One of the proven ways to lift people out of poverty is an increase in our national wealth--the gross domestic product.  But Sanders’ advocacy for enlarging federal social programs and making higher financial demands on business and taxpayers are associated with economies that limit and even diminish economic growth.  Of course, the financial policies he’s been campaigning on reflect his well-known flirtations with communism throughout his career and I can’t help but recall the old adage about communism--mutually shared poverty. Ironically, the policies he advocates achieve the very economic debilitation he claims he wants to alleviate.  Sanders’ inability to connect the dots when it comes to social program’s relation to the GDP and it’s connection to the poor seem to confirm the doubts of the Liberty University audience about his effectiveness to remedy the plights of the disadvantaged.

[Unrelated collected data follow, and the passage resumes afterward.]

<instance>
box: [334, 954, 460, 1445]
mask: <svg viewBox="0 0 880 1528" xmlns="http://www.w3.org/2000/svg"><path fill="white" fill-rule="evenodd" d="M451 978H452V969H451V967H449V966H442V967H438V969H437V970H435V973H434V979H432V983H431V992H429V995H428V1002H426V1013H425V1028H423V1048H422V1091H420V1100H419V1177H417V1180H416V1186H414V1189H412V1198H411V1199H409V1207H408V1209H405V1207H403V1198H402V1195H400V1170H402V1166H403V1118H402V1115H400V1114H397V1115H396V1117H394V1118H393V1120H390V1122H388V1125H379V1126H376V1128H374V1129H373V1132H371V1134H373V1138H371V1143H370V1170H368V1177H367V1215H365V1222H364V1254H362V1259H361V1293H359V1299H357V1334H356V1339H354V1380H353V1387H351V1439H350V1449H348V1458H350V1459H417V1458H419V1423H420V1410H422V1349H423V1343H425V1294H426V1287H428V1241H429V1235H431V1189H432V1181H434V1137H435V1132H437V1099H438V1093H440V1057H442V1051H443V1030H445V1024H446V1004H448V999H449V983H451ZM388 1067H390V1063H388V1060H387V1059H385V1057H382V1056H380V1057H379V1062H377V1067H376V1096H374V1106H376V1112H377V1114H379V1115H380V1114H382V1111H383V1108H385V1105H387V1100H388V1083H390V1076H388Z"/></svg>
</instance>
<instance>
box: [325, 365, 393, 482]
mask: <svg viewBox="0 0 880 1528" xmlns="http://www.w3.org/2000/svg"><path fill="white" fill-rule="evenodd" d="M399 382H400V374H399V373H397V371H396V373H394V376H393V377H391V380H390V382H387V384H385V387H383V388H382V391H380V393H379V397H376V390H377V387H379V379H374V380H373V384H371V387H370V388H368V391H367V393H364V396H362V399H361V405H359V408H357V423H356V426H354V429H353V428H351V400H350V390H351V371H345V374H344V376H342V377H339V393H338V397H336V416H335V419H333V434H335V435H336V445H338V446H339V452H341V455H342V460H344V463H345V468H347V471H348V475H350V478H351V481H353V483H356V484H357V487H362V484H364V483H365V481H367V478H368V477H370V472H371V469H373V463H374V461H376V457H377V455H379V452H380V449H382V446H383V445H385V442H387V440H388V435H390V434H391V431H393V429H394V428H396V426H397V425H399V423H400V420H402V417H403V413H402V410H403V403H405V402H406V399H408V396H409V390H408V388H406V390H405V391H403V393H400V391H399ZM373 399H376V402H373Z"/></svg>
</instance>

          In the coming months, Senator Sanders will try hard to convince America that he’s a man of the people but when he constantly demonstrates a tremendous misunderstanding of charity, the merit of government policy on poverty, and what it means to, itself, be poor--while turning a blind eye to the substantial lack of giving by many of his enthusiasts, then I can only conclude that the senator from Vermont can’t be labeled a friend of the poor, but quite clearly the contrary.